Günter Bischof, Anton Pelinka, Dieter Stiefel, editors

Monday
Jul102006

Volume 7: The Vranitzky Era in Austria

Franz Vranitzky was chancellor during ten years (1986-96) when the world dramatically changed in the aftermath of the cold war. The chapters in this volume try to assess Vranitzky's central role in recent Austrian and European history. Contributors include Richard Luther, Eva Novotny, Fritz Plasser, Irene Etzer-dorfer, Sonja Puntscher-Riekmann, Brigitte Unger, Peter Rosner, Alexander van der Bellen,and Georg Winkler. 

Ferdinand Karlhofer, co-editor

Monday
Jul102006

Volume 6: Women in Austria

This volume deals with the position of women in Austrian society, politics, and in the economy and shows that it follows the familiar trajectory of Western societies Women were expected to accept their"proper" place in a male patriarchal world.
Achieving equality in all spheres of life was a long struggle that is still not complete in spite of many advances. The chapters in Women in Austria attest to the growing interest and vibrancy in the areas of women's studies in Austria and present a cross-section of new research in this field to an international audience.
Erika Thurner, co-editor
Monday
Jul102006

Volume 5: Austrian Historical Memory and National Identity

After World War II, Austrian elites constructed a new identity based on being a "victim" of Nazi Germany. Cold- war Austria, however, envisioned herself as a "neutral island of the blessed" between and separate from both super- power blocs. Now, with her membership in the European Union secured, Austria is reconstructing her painful historical memory and national identity.

Günter Bischof, Anton Pelinka, editors

 

Monday
Jul102006

Volume 4: Austro-Corporatism - Past - Present - Future

This effort in particular reflects the uniqueness of the Austrian corporation, and looks at its deep historical roots from a comparative continental European perspective.

Austro -Corporatism will be of intense interest for foreign policy analysts, historians, and scholars concerned with the unique elements in Central European politics.

Monday
Jul102006

Volume 3: Austria in the Nineteen Fifties

Unlike in America, the decade of the 1950's was not remembered for affluence and harmony. Austria emerged from World War II with tremendous war-related destruction and a four-power occupation that would last ten years. In 1955 Austria regained her sovereignty; however, general affluence would not be realized until the 1960's and 1970's.
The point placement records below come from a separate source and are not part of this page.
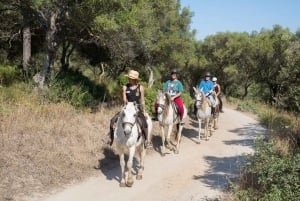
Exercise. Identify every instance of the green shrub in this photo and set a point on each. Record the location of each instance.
(248, 106)
(269, 175)
(275, 120)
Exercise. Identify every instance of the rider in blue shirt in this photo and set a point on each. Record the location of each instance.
(207, 87)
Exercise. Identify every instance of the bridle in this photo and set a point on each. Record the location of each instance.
(131, 124)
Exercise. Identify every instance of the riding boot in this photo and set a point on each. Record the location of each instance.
(111, 132)
(154, 118)
(148, 144)
(195, 109)
(213, 111)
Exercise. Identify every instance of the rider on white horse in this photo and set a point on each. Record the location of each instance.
(207, 86)
(174, 88)
(133, 92)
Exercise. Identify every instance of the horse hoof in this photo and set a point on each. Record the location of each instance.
(129, 183)
(122, 185)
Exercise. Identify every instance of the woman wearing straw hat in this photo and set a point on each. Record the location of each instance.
(133, 92)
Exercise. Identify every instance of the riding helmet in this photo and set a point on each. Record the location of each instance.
(174, 71)
(207, 74)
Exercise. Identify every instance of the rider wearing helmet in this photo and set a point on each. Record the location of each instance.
(175, 88)
(207, 86)
(217, 89)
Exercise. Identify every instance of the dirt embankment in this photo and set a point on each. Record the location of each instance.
(198, 172)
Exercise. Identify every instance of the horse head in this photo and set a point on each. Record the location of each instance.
(128, 117)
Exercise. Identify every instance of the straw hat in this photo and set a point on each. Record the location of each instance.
(133, 74)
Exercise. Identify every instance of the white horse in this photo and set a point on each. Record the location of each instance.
(167, 117)
(128, 141)
(204, 114)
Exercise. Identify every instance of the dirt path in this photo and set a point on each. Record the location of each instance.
(198, 172)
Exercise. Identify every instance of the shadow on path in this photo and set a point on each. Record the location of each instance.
(222, 171)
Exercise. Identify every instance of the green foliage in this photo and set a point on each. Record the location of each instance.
(248, 106)
(150, 97)
(270, 175)
(275, 120)
(8, 75)
(74, 88)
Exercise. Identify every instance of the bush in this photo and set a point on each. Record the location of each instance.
(269, 175)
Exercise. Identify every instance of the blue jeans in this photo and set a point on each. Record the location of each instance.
(212, 100)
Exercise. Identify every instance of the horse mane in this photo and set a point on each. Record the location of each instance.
(205, 102)
(168, 102)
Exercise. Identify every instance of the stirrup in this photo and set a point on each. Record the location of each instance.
(148, 145)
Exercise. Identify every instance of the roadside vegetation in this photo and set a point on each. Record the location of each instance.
(62, 65)
(273, 171)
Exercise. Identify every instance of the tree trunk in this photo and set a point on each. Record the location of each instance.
(50, 52)
(151, 79)
(26, 42)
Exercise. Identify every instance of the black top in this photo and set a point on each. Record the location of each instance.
(216, 89)
(133, 95)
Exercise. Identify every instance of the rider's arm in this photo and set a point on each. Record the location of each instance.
(219, 89)
(177, 95)
(143, 99)
(124, 95)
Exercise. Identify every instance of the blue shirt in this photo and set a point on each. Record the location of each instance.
(206, 86)
(173, 87)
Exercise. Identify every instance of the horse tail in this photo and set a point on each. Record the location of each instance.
(177, 129)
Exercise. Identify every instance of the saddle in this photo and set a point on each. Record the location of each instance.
(176, 109)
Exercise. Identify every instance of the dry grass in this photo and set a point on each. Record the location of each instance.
(45, 146)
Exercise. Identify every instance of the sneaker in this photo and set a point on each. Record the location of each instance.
(148, 145)
(154, 119)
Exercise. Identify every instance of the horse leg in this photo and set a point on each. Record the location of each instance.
(178, 138)
(163, 141)
(129, 182)
(206, 128)
(216, 123)
(199, 130)
(142, 153)
(122, 164)
(168, 145)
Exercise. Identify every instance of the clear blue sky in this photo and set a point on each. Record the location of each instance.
(212, 16)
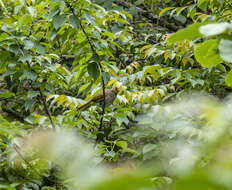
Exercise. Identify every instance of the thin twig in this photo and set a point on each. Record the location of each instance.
(46, 109)
(101, 68)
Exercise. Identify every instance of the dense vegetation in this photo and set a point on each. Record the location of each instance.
(165, 65)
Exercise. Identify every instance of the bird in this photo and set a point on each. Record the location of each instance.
(110, 95)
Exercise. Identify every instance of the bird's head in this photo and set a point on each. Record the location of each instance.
(116, 90)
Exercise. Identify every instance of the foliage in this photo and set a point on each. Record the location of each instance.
(56, 55)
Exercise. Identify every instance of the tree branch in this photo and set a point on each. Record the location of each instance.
(101, 68)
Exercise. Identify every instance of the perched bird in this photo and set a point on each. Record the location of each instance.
(110, 95)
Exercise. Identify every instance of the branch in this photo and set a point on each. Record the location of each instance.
(46, 109)
(101, 68)
(150, 16)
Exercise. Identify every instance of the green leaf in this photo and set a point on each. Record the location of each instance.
(28, 44)
(29, 104)
(229, 79)
(74, 21)
(225, 50)
(122, 144)
(7, 94)
(32, 94)
(215, 29)
(138, 2)
(206, 53)
(25, 58)
(165, 10)
(25, 20)
(58, 21)
(30, 75)
(93, 70)
(149, 147)
(188, 33)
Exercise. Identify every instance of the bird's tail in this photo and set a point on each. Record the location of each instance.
(85, 106)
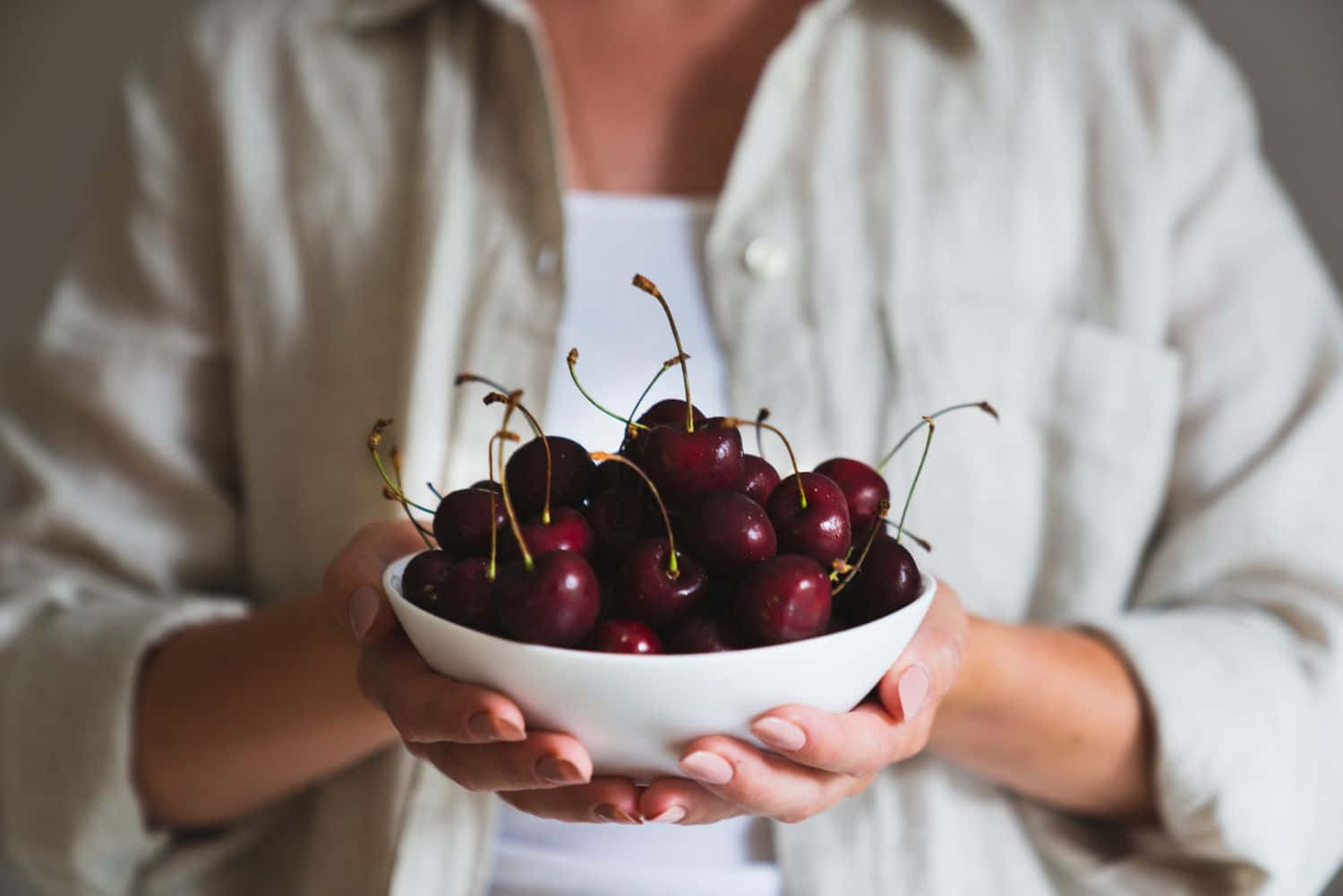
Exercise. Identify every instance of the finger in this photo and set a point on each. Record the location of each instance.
(851, 743)
(928, 667)
(544, 761)
(676, 801)
(352, 585)
(762, 783)
(604, 799)
(427, 707)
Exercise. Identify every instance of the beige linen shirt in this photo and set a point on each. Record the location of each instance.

Rolf Steininger, co-editor

Monday
Jul102006

Volume 2: The Kreisky Era in Austria

This volume is dedicated to on of the country's greatest statesmen of the post-war period. Bruno Kreisky's career spans the turmoil that has confounded Austrian history throughout the 20th century. Through his Middle East detente, and third world initiatives, Kreisky achieved world-class status as a statesman.